Abstract

Shorter product life cycles and the resulting increase in new product introductions boost the importance of product launch operations. In the pharmaceutical sector, product launch operations are of particular importance, as companies seek to reduce time-to-market to better exploit patent protection. Large volumes of product need to be ready to fill the downstream supply chain immediately at market launch. Building up the required inventory is, however, connected to several risks. In addition to the risk associated with the lack of demand information for a new product, there are several risks unique to the pharmaceutical sector.

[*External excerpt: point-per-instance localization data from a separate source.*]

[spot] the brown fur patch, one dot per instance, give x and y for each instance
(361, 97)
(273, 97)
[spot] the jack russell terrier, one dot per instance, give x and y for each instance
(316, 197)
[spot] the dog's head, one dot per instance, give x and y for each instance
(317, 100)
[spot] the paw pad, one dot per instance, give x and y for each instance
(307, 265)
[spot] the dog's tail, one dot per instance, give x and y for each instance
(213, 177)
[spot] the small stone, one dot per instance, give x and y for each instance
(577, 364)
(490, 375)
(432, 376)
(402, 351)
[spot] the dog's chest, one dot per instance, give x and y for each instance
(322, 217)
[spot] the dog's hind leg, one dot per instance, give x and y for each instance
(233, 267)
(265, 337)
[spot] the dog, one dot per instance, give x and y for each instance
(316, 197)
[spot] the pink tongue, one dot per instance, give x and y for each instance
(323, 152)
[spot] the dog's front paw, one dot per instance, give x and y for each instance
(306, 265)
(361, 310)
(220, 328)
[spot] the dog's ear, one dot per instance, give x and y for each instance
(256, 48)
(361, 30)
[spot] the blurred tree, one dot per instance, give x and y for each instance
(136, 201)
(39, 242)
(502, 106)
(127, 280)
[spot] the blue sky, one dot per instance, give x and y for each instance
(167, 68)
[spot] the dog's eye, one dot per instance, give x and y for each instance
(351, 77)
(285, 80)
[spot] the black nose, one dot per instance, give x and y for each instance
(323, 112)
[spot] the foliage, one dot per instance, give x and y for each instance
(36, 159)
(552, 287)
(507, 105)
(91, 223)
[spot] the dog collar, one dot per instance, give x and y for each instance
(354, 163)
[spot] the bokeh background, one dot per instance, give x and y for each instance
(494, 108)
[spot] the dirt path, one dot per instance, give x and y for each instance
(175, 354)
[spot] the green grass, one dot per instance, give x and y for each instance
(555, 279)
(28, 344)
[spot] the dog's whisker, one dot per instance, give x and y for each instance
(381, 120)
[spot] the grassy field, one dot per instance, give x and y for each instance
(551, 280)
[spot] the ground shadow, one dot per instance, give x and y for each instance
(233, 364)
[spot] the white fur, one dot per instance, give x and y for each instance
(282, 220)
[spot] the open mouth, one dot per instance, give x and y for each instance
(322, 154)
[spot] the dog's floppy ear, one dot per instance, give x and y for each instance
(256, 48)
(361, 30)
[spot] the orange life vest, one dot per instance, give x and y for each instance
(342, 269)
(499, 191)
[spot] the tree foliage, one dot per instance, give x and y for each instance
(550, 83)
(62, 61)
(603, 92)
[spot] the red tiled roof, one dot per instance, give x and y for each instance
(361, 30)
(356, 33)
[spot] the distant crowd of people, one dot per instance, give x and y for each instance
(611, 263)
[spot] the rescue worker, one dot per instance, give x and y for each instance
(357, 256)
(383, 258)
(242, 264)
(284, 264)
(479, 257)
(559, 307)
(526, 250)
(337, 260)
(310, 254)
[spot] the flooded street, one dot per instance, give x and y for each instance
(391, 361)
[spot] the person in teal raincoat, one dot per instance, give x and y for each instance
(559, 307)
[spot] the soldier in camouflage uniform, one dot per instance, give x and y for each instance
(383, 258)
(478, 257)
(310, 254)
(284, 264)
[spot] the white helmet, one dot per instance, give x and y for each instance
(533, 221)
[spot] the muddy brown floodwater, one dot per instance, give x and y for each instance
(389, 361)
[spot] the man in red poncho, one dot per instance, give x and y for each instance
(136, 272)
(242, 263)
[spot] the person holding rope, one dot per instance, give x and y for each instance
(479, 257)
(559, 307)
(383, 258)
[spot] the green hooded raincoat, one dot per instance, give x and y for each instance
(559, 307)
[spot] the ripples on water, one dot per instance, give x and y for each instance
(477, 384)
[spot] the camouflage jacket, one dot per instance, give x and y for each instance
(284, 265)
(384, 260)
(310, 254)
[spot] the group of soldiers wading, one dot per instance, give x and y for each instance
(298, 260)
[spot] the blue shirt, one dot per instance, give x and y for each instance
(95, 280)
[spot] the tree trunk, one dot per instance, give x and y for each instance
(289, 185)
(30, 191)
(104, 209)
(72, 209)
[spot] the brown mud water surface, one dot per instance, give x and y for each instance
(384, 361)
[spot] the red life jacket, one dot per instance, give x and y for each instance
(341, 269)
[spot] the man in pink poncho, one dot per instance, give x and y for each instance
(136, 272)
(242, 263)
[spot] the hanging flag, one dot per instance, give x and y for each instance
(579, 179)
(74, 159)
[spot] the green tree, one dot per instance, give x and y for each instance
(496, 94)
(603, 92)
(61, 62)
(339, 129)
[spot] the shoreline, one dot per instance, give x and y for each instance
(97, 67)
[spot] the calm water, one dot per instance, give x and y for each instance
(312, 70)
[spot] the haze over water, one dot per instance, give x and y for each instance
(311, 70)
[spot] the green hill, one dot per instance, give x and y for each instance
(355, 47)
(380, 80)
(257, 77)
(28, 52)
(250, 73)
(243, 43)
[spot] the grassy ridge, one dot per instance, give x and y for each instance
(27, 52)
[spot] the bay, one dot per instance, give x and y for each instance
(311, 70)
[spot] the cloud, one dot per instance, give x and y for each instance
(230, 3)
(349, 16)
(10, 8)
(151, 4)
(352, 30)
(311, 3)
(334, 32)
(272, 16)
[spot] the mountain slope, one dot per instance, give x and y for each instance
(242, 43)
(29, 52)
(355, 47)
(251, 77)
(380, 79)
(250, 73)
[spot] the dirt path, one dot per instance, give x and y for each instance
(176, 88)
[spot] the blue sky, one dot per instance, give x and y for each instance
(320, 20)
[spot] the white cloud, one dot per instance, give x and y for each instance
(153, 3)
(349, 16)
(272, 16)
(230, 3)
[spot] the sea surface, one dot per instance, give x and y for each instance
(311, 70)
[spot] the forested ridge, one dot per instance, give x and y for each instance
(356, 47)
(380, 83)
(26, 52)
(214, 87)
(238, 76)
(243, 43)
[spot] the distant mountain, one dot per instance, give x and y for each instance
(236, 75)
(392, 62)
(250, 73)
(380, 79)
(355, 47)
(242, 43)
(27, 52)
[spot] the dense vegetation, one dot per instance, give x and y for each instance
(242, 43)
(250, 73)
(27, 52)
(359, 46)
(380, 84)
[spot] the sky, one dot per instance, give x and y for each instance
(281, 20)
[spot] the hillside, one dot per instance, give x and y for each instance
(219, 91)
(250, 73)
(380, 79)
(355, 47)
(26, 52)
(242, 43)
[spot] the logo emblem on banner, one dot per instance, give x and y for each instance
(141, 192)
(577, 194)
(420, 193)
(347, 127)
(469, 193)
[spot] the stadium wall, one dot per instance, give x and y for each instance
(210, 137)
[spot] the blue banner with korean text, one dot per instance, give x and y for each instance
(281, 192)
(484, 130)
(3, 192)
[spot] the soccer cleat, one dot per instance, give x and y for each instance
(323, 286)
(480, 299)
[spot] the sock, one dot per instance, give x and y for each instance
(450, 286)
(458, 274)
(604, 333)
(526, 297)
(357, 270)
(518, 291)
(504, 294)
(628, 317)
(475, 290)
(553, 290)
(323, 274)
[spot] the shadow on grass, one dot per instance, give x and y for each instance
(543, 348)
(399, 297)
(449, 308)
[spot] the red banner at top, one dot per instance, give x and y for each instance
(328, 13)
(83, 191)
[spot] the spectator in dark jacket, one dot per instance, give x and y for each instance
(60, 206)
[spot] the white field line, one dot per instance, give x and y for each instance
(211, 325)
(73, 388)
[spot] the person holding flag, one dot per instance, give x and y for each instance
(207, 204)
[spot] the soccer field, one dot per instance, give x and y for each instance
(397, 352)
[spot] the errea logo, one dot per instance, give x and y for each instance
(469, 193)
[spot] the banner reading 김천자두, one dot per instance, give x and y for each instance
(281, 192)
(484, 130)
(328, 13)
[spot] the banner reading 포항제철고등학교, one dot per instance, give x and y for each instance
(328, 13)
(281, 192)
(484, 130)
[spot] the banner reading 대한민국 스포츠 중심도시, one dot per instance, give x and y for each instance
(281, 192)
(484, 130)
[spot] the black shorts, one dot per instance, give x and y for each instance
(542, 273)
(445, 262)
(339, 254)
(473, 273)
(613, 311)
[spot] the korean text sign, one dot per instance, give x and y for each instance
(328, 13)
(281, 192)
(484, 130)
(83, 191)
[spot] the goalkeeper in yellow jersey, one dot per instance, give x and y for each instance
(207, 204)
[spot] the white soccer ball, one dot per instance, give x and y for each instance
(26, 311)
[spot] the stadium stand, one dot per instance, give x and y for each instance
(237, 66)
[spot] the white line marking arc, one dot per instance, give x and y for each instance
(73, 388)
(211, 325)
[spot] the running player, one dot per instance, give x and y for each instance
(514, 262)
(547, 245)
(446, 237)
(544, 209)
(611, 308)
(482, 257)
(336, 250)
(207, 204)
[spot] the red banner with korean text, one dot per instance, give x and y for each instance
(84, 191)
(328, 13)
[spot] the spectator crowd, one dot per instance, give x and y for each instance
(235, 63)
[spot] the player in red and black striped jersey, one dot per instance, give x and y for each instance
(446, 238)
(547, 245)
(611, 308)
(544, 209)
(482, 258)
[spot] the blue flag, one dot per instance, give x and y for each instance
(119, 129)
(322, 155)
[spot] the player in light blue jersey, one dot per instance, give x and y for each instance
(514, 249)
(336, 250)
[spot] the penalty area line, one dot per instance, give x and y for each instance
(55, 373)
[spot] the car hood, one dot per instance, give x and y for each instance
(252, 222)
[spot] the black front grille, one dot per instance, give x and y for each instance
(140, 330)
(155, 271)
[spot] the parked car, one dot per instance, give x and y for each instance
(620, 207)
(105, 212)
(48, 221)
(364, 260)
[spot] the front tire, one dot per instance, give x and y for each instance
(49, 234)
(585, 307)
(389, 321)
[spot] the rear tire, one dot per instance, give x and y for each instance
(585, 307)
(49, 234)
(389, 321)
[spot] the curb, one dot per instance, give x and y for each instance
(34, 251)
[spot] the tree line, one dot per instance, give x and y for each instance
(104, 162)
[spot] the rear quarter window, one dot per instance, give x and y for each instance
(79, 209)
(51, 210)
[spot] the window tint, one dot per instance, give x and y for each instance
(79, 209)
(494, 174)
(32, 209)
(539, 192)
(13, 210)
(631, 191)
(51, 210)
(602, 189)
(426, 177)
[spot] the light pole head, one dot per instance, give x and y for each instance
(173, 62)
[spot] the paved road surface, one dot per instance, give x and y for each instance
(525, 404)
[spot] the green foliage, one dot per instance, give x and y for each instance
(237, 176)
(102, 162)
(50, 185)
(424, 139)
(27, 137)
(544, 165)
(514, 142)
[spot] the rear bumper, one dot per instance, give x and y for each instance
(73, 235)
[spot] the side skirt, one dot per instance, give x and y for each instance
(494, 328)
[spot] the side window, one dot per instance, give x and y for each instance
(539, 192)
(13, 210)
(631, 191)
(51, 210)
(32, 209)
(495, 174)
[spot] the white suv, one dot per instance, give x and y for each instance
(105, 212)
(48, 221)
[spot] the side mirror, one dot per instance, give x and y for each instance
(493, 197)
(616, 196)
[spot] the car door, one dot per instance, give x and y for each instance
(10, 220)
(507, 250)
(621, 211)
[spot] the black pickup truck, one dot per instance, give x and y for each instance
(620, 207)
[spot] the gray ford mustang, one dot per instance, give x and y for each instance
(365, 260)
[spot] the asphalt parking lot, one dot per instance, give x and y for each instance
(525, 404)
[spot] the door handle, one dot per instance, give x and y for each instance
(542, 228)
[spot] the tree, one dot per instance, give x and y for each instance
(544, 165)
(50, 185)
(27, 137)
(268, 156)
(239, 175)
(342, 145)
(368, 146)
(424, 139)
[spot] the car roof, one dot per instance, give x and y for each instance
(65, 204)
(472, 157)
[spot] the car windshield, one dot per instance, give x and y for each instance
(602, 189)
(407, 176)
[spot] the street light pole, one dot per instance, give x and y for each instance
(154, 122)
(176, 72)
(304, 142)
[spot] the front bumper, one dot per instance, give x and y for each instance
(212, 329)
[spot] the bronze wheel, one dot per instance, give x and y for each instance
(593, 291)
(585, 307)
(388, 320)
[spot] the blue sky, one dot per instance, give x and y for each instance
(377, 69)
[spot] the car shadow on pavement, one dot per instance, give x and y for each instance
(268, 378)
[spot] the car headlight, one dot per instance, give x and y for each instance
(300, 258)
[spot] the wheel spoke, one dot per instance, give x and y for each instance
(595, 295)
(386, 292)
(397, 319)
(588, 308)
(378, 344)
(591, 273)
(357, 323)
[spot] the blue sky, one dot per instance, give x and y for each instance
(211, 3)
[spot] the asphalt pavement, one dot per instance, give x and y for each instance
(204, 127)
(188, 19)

After approval by central authorities such as the FDA or EMA, a new drug still needs to receive market authorization, which is in most cases granted by some local authorities – in Europe, for example, by more than 30 national and regional bodies. The duration of these different market authorization processes as well as their outcomes (e.g. price and reimbursement levels, requirements of label or leaflet changes) are highly uncertain. We develop a two-stage stochastic model to support market launch preparation decisions. It trades off the costs of accepting these risks, for example by risk packaging before authorization, against the lost revenue caused by risk-averse operations. The model is applied to a case based on an empirical study. Our approach results in significant savings compared to current practices. We hereby provide an example of how quantitative methodology can provide valuable decision support for product launch operations, even when complex regulatory affairs need to be considered.